Quando gli ho chiesto come abbia vissuto e interpretato il recente attacco israeliano, Hammouch dice che è stata una sorpresa per tutti a Dahieh, che è stato un esempio di quanto Israele si comporti e si senta al di sopra della legge e della sovranità altrui con totale impunità. Rispetto alla sua fiducia in Nasrallah nulla è diminuito ma, anzi, sostiene che dal 7 ottobre anche in coloro che prima si sentivano lontani da Hezbollah si è riacceso lo spirito di partecipazione. La reputazione di Nasrallah come sagace uomo politico tiene calmo il timore sorto a Dahieh nei giorni successivi al 2 gennaio. «La decisione di non aver risposto all’attacco è interpretato come segno di rispetto verso la sovranità libanese», ci dice Hammouch. «Contrattaccare significherebbe portare in guerra l’intero Paese che, essendo già al collasso economico e sociale, non sosterrebbe il confronto con Israele, nonostante», ci tiene a rimarcare, «Hezbollah abbia tutto il necessario per dimostrare la propria forza in un eventuale conflitto».

Sostiene, inoltre, che se Hezbollah fosse stato un movimento di qualsiasi altra denominazione religiosa, poco cambierebbe nel suo sostegno per la resistenza che porta avanti, visto che l’identità sciita è secondaria rispetto all’intento fondante del partito di difendere il Libano da ogni forma di imperialismo.

Problemi in paradiso
In altre parti del Libano, molti criticano la presenza di Hezbollah come un’organizzazione troppo interventista e che tiene in bilico la sicurezza del Paese. Nel 2022, per la prima volta in quasi 20 anni, Hezbollah ha perso la maggioranza parlamentare che la teneva in una posizione di forza rispetto agli altri partiti del Paese. Il dissenso verso Hezbollah è una conseguenza del movimento di proteste sorto in Libano nel 2019 contro la dilagante corruzione istituzionale nel Paese. E la perdita di voti subita da Hezbollah non è andata verso altri partiti veterani libanesi, come Amal (sciita), o il Free Patriotic Movement (cristiano maronita). Invece, il successo di nuovi partiti indipendenti (tra cui le Lebanese Forces) hanno minato la stabilità (o l’immobilità) parlamentare rimuovendo la certezza dei parlamentari di Nasrallah alla maggioranza.

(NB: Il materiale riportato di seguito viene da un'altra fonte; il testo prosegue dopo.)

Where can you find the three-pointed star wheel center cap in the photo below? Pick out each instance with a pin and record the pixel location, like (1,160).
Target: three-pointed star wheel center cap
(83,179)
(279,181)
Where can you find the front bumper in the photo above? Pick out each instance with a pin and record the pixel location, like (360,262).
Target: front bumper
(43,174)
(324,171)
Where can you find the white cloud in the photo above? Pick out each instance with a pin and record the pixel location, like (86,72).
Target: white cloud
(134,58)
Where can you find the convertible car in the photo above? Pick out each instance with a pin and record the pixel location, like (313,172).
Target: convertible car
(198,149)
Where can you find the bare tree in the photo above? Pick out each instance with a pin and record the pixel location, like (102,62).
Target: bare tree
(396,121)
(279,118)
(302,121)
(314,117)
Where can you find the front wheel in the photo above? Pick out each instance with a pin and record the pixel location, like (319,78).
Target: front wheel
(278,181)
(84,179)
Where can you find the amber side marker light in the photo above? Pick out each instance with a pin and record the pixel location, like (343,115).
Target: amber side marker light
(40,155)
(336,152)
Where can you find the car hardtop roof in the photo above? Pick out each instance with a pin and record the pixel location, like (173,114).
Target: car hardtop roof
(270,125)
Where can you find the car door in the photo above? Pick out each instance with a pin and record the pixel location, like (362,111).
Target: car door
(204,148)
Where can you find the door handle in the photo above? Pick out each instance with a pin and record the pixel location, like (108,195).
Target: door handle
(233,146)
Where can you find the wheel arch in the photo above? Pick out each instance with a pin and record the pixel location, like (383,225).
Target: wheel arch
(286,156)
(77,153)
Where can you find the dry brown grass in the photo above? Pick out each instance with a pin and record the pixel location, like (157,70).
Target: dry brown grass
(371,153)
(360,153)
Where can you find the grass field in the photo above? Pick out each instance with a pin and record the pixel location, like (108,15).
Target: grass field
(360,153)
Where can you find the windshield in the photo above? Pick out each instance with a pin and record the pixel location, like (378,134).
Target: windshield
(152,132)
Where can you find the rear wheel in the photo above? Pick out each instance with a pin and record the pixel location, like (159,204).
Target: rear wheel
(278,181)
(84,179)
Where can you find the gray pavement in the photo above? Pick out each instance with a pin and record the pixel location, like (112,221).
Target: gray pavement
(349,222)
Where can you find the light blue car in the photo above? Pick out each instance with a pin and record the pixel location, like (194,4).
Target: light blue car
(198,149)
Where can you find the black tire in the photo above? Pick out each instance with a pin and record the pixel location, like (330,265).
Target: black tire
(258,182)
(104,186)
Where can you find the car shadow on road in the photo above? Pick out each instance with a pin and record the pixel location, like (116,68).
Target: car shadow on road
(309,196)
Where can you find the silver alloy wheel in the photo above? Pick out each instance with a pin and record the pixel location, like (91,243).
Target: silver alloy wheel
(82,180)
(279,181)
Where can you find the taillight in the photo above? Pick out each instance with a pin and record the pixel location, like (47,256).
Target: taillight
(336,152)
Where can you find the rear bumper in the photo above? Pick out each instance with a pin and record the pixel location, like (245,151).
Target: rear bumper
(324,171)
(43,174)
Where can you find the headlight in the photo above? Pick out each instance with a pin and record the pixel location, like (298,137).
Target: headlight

In un Paese come il Libano, travagliato da una crisi economica dilaniante da ormai cinque anni, privo di un’amministrazione centralizzata e con un apparato politico parlamentare de facto incapace di gestire efficacemente le spinose questioni civili e sociali, il sostegno ad Hezbollah non va considerato estremista. Piuttosto, è una reazione popolare e/o populista all’assenza di un’autorità in grado di difendere e influenzare le sorti di una nazione che ha affrontato troppe volte il flagello della guerra. In ogni caso, nonostante Hezbollah oggi si trovi più isolato politicamente e con meno sostenitori al di fuori delle sue roccaforti elettorali, resta l’unico movimento del Libano a determinare le relazioni internazionali libanesi nel conflitto in Medio Oriente.